High-dose systemic methotrexate and IT methotrexate without cranial radiation therapy.
IT chemotherapy alone.
Remission induction therapy
Sixty percent to 80% of adults with ALL usually achieve a complete remission (CR) status following appropriate induction therapy. Appropriate initial treatment, usually consisting of a regimen that includes the combination of vincristine, prednisone, and an anthracycline, with or without asparaginase, results in a CR rate of up to 80%. In patients with Ph1-positive ALL, the remission rate is generally greater than 90% when standard induction regimens are combined with Bcr-abl tyrosine kinase inhibitors. In the largest study published to date of Ph1-positive ALL patients, overall survival (OS) for 1,913 adult ALL patients was 39% at 5 years.
Patients who experience a relapse after remission usually die within 1 year, even if a second CR is achieved. If there are appropriate available donors and if the patient is younger than 55 years, bone marrow transplantation may be a consideration in the management of this disease. Transplant centers performing five or fewer transplants annually usually have poorer results than larger centers. If allogeneic transplant is considered, transfusions with blood products from a potential donor should be avoided, if possible. [4,5,6,7,8,9,10]
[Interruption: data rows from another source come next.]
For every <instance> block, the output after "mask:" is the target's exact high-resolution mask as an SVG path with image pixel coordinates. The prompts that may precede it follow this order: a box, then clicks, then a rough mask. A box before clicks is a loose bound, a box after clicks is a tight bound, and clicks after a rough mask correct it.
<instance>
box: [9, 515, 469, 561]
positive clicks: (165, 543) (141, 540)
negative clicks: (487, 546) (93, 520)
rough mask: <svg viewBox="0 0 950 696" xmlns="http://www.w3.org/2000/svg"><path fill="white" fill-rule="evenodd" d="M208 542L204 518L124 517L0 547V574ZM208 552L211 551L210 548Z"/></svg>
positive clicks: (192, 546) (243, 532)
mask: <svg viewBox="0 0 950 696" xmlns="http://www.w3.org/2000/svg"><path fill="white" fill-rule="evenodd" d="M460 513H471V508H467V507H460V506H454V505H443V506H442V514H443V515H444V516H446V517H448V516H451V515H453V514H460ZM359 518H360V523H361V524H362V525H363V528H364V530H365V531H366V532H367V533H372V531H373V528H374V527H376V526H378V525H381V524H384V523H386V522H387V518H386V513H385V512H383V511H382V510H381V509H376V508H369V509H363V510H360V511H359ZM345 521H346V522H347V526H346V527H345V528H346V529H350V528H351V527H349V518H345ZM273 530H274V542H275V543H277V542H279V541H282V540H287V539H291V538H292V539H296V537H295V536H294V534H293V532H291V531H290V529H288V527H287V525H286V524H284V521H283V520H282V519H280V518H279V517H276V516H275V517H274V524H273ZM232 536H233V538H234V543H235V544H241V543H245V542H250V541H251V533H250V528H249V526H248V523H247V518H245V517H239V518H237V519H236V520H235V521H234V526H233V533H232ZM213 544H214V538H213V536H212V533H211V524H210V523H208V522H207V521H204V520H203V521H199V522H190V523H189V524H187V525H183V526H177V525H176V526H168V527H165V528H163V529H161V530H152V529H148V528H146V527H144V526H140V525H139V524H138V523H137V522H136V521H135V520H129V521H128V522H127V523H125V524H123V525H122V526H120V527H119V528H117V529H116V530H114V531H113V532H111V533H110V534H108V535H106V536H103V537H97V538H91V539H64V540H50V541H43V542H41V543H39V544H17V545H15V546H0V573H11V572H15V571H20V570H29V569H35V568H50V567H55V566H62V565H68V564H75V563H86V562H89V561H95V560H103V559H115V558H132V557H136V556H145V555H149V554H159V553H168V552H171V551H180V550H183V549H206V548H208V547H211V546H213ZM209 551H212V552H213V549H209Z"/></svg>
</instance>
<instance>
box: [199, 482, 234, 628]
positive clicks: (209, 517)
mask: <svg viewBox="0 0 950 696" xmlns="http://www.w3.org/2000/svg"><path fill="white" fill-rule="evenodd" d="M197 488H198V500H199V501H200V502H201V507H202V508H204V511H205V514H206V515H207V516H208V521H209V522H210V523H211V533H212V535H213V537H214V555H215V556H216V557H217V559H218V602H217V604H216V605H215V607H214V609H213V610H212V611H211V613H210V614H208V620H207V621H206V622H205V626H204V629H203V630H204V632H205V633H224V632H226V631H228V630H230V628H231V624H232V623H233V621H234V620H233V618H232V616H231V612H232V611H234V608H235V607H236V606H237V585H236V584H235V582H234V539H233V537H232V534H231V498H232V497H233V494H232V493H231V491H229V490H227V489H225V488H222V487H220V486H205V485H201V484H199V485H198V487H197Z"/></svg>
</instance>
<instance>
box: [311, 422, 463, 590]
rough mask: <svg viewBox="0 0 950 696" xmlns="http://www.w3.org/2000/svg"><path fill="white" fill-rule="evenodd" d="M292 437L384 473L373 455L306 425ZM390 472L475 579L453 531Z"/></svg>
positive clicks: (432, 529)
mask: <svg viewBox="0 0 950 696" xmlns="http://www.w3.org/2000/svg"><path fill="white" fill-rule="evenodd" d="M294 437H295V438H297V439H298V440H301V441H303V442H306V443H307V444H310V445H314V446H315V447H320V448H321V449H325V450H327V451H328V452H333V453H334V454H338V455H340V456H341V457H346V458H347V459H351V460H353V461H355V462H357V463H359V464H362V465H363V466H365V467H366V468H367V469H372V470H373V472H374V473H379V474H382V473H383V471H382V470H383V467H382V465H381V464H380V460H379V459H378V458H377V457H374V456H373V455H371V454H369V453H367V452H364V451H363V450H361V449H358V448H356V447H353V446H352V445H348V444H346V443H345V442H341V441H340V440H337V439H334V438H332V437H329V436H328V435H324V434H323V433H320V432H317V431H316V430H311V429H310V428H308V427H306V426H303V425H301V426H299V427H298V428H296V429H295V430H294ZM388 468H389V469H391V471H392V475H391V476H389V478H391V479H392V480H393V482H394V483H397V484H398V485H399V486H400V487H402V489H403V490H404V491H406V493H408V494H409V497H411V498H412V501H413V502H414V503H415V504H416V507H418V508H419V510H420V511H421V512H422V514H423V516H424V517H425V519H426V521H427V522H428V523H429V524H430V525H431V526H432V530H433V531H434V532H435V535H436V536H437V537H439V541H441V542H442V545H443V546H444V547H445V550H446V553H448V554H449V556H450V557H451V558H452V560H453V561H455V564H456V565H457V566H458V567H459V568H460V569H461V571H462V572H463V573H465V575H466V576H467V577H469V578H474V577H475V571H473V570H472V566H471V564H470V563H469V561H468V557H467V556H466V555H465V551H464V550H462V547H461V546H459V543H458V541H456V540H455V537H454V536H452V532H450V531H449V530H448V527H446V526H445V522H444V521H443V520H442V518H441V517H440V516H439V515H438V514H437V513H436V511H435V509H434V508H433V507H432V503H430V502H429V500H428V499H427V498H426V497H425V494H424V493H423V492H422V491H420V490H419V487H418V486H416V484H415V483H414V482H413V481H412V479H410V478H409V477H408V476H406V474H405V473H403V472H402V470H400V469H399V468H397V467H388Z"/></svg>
Most current induction regimens for patients with adult ALL include combination chemotherapy with prednisone, vincristine, and an anthracycline. Some regimens, including those used in a Cancer and Leukemia Group B (CALGB) study (CLB-8811), also add other drugs, such as asparaginase or cyclophosphamide. Current multiagent induction regimens result in complete response rates that range from 60% to 90%.[1,4,5,11,12]
Imatinib mesylate is often incorporated into the therapeutic plan for patients with Ph1-positive ALL. Imatinib mesylate, an orally available inhibitor of the BCR-ABL tyrosine kinase, has been shown to have clinical activity as a single agent in Ph1-positive ALL.[13,14][Level of evidence: 3iiiDiv] More commonly, particularly in younger patients, imatinib is incorporated into combination chemotherapy regimens. There are several published single-arm studies in which CR rate and survival are compared with historical controls.